What is the maximum amount of shots that a guy can take between cleanings and still stay accurate. I have a Thompson Center Omega .50. Thanks in advance for your help. This is new to me.


----------



## buckseye (Dec 8, 2003)

Corrosion will set in pretty quick, I think it's good to clean it after using it if you don't plan to shoot it for awhile. I don't think the number of shots fired matters much as long as you clean it after you use it.:beer:


----------



## striped1 (Aug 17, 2005)

I work on accuracy from a cold, clean bore. From a hunting standpoint, accuracy tapers off after the fourth shot.

I use an encore with sabot and 777 pellets.

after 4 rounds the fouling is building and my groups start to open.


----------



## Chuck Smith (Feb 22, 2005)

It also depends on the powder you use and bullet.

A sabot leaves more fouling than a Power belt. Some powders leave more fouling than others.

I clean after every shot on the range and when I am hunting I clean after every 3rd shot or end of season. (16 day season in MN).


----------



## alleyyooper (Jul 6, 2007)

The real answer to that question is different for every rifle just like the load and bullet differ between rifles even of the same brand.

Only testing at the range will give you the right answer for your rifle. My 50 cal T/C Hawkins will do good for about 5 shots with gorex.
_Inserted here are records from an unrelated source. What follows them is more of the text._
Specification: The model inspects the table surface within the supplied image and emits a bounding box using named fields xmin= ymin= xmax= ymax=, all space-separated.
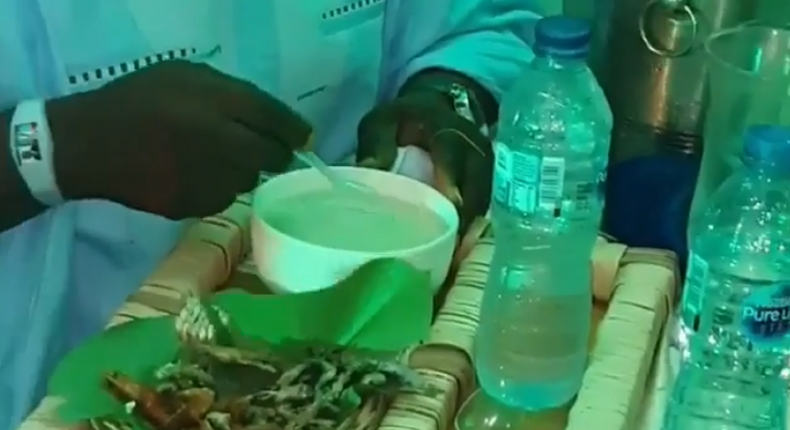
xmin=19 ymin=254 xmax=671 ymax=430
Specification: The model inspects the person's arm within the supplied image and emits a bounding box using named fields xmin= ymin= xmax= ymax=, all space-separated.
xmin=0 ymin=109 xmax=46 ymax=233
xmin=386 ymin=0 xmax=540 ymax=125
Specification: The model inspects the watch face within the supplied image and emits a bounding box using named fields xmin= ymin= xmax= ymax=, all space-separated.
xmin=13 ymin=122 xmax=42 ymax=166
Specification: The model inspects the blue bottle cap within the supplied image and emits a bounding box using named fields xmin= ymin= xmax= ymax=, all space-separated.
xmin=533 ymin=16 xmax=591 ymax=58
xmin=741 ymin=125 xmax=790 ymax=173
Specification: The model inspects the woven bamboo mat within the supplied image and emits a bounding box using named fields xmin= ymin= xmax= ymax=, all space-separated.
xmin=20 ymin=198 xmax=677 ymax=430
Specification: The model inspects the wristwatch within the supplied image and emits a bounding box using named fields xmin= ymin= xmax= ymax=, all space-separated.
xmin=446 ymin=83 xmax=488 ymax=137
xmin=9 ymin=100 xmax=63 ymax=206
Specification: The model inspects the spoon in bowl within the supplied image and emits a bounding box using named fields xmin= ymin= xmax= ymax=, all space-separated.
xmin=295 ymin=151 xmax=376 ymax=193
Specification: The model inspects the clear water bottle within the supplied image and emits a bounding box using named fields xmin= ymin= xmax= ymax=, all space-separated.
xmin=475 ymin=17 xmax=612 ymax=410
xmin=663 ymin=126 xmax=790 ymax=430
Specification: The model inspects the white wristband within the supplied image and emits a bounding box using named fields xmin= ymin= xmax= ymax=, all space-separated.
xmin=9 ymin=100 xmax=63 ymax=206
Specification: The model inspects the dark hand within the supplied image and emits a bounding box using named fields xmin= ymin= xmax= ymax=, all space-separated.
xmin=47 ymin=61 xmax=311 ymax=219
xmin=357 ymin=91 xmax=494 ymax=232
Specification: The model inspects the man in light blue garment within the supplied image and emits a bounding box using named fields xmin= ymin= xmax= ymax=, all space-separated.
xmin=0 ymin=0 xmax=537 ymax=430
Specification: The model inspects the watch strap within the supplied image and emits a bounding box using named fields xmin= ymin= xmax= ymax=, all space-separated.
xmin=9 ymin=100 xmax=63 ymax=206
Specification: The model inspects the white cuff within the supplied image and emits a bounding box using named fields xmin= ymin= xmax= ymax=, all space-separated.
xmin=9 ymin=100 xmax=63 ymax=206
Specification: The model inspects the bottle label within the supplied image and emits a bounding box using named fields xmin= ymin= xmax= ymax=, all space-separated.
xmin=741 ymin=283 xmax=790 ymax=345
xmin=680 ymin=252 xmax=708 ymax=330
xmin=494 ymin=142 xmax=565 ymax=214
xmin=538 ymin=157 xmax=565 ymax=211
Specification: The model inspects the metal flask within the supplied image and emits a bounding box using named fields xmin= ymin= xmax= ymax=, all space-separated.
xmin=590 ymin=0 xmax=758 ymax=164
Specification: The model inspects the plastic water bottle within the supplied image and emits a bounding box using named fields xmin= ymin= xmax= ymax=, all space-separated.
xmin=475 ymin=17 xmax=612 ymax=410
xmin=663 ymin=126 xmax=790 ymax=430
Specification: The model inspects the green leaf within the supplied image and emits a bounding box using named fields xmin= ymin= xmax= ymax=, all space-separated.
xmin=49 ymin=317 xmax=178 ymax=424
xmin=213 ymin=258 xmax=433 ymax=352
xmin=49 ymin=259 xmax=433 ymax=424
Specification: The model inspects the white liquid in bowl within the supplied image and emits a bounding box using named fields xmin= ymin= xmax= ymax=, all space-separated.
xmin=259 ymin=189 xmax=449 ymax=253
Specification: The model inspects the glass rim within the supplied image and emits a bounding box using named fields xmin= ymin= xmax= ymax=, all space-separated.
xmin=703 ymin=20 xmax=790 ymax=81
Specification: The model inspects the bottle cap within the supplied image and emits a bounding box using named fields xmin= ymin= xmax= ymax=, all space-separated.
xmin=741 ymin=125 xmax=790 ymax=172
xmin=533 ymin=16 xmax=591 ymax=58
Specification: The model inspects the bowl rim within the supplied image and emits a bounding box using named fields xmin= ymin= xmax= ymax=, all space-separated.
xmin=251 ymin=166 xmax=461 ymax=258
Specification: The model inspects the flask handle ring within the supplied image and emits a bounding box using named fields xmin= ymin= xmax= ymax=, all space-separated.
xmin=639 ymin=0 xmax=699 ymax=58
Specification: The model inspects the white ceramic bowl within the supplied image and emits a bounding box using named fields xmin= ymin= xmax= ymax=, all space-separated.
xmin=252 ymin=167 xmax=459 ymax=293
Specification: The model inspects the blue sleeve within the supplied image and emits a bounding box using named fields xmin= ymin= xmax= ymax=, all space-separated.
xmin=386 ymin=0 xmax=539 ymax=100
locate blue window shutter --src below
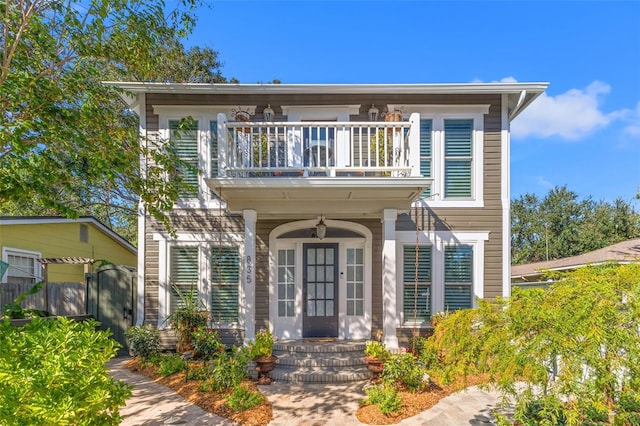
[420,119,433,198]
[444,120,473,198]
[402,245,431,322]
[444,245,473,311]
[169,120,198,199]
[211,247,240,322]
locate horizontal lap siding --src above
[144,210,244,325]
[397,96,508,298]
[145,93,508,333]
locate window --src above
[278,249,296,317]
[169,246,198,312]
[444,120,473,198]
[169,120,198,199]
[0,248,42,284]
[402,245,432,323]
[80,223,89,243]
[444,245,473,311]
[347,248,364,316]
[209,121,218,177]
[420,120,433,198]
[211,247,240,322]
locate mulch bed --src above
[356,376,486,425]
[127,358,486,426]
[127,358,273,426]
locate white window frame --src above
[387,104,489,207]
[396,231,489,328]
[153,232,246,329]
[0,247,43,282]
[153,105,256,210]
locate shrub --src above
[209,346,249,391]
[362,383,402,416]
[0,318,131,425]
[380,353,429,391]
[191,327,226,360]
[158,354,187,377]
[249,328,273,359]
[125,324,160,361]
[364,340,391,362]
[227,385,264,411]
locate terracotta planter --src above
[253,355,278,385]
[364,356,384,379]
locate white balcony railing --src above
[218,114,420,177]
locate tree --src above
[511,186,640,264]
[0,0,232,238]
[424,263,640,425]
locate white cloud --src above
[624,102,640,137]
[508,77,624,140]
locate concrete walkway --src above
[108,358,500,426]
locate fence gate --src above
[86,265,136,355]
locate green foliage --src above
[158,354,187,377]
[125,324,160,362]
[0,0,239,241]
[191,327,226,360]
[511,186,640,264]
[380,353,429,392]
[362,383,402,416]
[249,328,274,359]
[0,318,131,425]
[208,346,250,391]
[227,385,265,411]
[166,285,210,352]
[364,340,391,362]
[427,264,640,424]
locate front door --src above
[302,243,338,337]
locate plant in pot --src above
[167,284,210,353]
[249,329,278,385]
[364,340,391,379]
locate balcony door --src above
[302,243,338,337]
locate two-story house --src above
[107,82,548,347]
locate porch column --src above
[382,209,398,348]
[240,210,258,344]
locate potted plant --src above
[249,328,278,384]
[167,284,209,353]
[364,340,391,379]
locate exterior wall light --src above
[316,216,327,240]
[262,104,276,121]
[369,104,380,121]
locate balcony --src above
[207,114,431,217]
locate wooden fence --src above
[0,283,87,316]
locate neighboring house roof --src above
[511,238,640,281]
[0,216,138,255]
[104,81,549,120]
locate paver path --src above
[108,358,500,426]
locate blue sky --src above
[181,0,640,208]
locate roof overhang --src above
[207,177,432,218]
[104,81,549,120]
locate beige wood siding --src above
[145,93,503,328]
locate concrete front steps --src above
[269,339,372,383]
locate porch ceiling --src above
[207,177,431,218]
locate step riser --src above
[269,341,372,383]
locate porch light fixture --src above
[316,216,327,240]
[369,104,380,121]
[262,104,276,121]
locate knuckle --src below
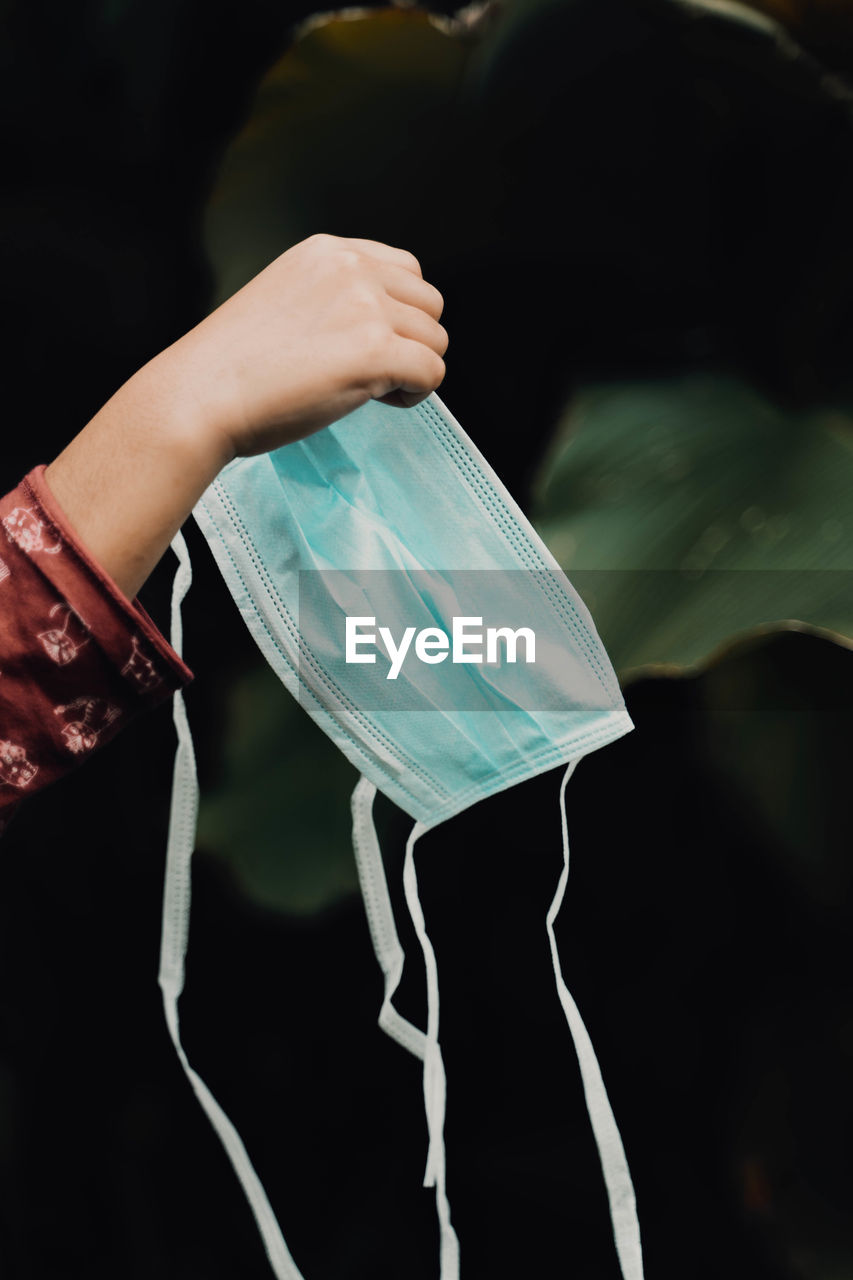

My Remington 700 in 50 cal will only give me 2 shots with loose 
T7. the 54cal is better with 3 shots.

While your testing that also testhow a muzzle cover for rainy/snowy weather effects your point of aim.

 Al


----------



## kudu61 (Sep 23, 2009)

Hello, My first post here but I love muzzeloaders. I shoot approximately 60 to 90 shots per month with my 7yr old TC Encore. My favorite loads are 3-50gr pellets of T7, A 45 cal 300gr Hornady XTP or a 250gr Shockwave, both in Forrester Crushed Rib Sabots. I've experimmented with # of [email protected] 100yds without cleaning the barrel.Stopped when group size got to 2 inches. First test went to 21shots and 2nd test went to 26shots. T7 works for me because I only clean or swab the barrel after I go home. See Ya, Bill


----------



## darkgael (Feb 10, 2006)

A slightly different take. Why even bother about this? At the range, I swab the bore after every shot. Hunting.....how many shots am I going to get? One. So whether I can get two or twenty shots between cleanings is immaterial.
Even with a ML shotgun/fowler out hunting the upland, a grouse comes up...bang...am I going to get a second shot? No. When I reload the barrel, I run a premoistened patch down before I drop a new charge.
I can appreciate the idea as a curiosity but not as something that is very useful.
Pete


----------



## Plainsman (Jul 30, 2003)

With my Green Mountain barrel in my TC Hawken and round ball I have to shoot two fouling shots before I get accuracy. I shoot P Pyrodex when shooting my TC Hawken, Patriot, or Cherokee. 
When the State Muzzleloading shoot was in my home town one year I decided to give it a try. I shot the entire shoot without swabbing the barrel once. That was 60 rounds.
When hunting I often put wasp nest material between my powder and the patched round ball to keep oil from the powder. I have shot two fouling shots, loaded, and left loaded for a week while hunting deer. I leave the rifle cased in the pickup tool box and do not bring it into the house or any warm area. My pickup tool box is dust proof, spotless and not a junk box.
Sabots or full bore lead I brush and swab every fifth round.


----------